It is over five years since the peak of the financial crisis and more than three years after the passage of the Dodd-Frank Act. A core policy goal of post-crisis regulatory reform, both in the U.S. and internationally, is to prevent the recurrence of financial crisis, or at least to minimize its impact on the broader economy and to control the moral hazard arising from the socialization of losses and the privatization of gain in a complex global financial system.
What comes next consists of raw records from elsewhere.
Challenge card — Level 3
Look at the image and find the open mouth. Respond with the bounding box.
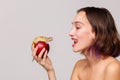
[71,38,78,47]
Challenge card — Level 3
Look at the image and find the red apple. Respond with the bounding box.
[34,41,49,57]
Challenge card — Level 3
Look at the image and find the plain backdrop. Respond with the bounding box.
[0,0,120,80]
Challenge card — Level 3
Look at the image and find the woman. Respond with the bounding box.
[32,7,120,80]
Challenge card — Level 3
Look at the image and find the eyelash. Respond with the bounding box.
[75,24,81,29]
[76,27,80,29]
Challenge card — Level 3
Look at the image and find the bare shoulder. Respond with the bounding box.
[105,58,120,80]
[106,59,120,71]
[70,59,87,80]
[73,58,87,71]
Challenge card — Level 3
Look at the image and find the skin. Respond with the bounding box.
[69,11,120,80]
[32,47,56,80]
[32,11,120,80]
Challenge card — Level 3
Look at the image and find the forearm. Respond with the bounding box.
[47,69,56,80]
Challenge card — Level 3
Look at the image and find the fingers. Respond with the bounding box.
[37,48,46,61]
[32,47,48,63]
[42,50,48,62]
[38,50,48,65]
[32,46,38,57]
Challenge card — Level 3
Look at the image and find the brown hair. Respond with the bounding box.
[77,7,120,57]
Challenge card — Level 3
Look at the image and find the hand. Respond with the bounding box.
[32,46,53,72]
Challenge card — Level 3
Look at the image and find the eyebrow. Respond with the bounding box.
[72,21,84,25]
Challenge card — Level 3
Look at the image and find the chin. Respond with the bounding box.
[73,46,86,53]
[73,49,82,53]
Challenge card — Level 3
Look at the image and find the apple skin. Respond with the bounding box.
[34,41,49,57]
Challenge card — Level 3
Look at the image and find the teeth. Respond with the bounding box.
[71,38,78,46]
[73,40,77,46]
[74,40,77,43]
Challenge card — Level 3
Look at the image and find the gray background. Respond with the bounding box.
[0,0,120,80]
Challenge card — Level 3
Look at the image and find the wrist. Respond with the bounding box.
[47,67,54,72]
[47,69,56,80]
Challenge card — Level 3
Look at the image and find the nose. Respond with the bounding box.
[68,28,74,37]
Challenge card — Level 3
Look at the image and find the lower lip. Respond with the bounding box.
[72,44,74,47]
[72,43,76,47]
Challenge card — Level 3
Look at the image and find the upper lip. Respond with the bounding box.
[71,38,77,40]
[71,38,78,43]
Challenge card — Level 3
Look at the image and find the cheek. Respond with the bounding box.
[77,30,91,40]
[77,30,94,46]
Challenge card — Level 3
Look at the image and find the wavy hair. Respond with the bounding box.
[77,7,120,57]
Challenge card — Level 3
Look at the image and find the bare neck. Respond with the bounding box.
[84,53,109,68]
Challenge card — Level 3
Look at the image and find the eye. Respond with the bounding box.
[76,27,80,29]
[75,24,81,29]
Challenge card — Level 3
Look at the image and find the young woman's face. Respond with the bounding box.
[69,11,95,53]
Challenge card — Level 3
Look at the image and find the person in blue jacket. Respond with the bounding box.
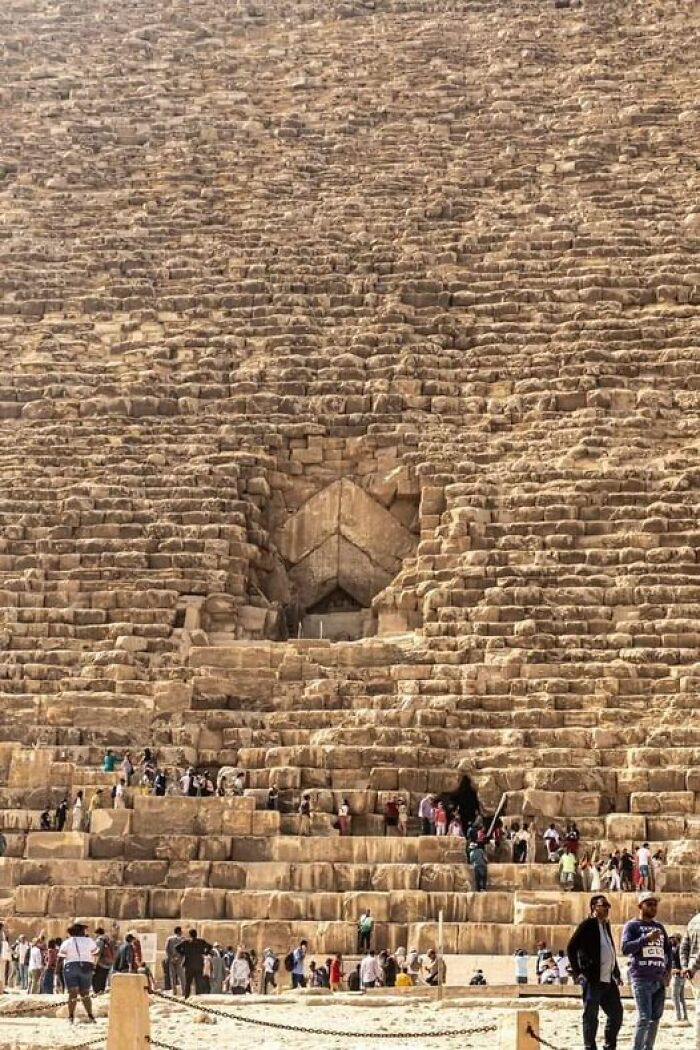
[621,892,672,1050]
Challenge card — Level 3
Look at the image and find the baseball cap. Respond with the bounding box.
[638,891,659,905]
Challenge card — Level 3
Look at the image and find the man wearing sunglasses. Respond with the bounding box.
[622,892,672,1050]
[567,894,623,1050]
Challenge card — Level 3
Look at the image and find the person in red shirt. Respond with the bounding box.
[330,953,343,991]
This seminar will focus on several key areas of systemic risk where the regulators, both in the U.S. and via the G-20, have made concrete progress proposing or implementing regulations designed to lower systemic risk in the global financial system.
In particular we will address three topics:
1. The effort to avoid financial institutions that are too big to fail through creation of an orderly liquidation regime, bail in of debt and living wills.
2. Activities restrictions such as those proposed by the Volcker Rule, Vickers, Liikanen and Neo-Glass-Steagall proposals.
3. Enhanced supervisory oversight of systemically important financial institutions via capital and otherwise.
For each topic we will consider the applicable statutory provisions and the relevant political economy concerns that affected their shaping; the recently promulgated or proposed regulations; and how various stakeholders would be affected by these rules and thus the positions they would advance in the regulatory process.
Students will be evaluated on the basis of team projects during the semester and a reflection paper.
Prerequisite: Regulation of Financial Institutions, Architecture of Financial Regulation, Issues in Global Regulatory Reform, Financial Institutions and Financial Crises or with permission of instructor.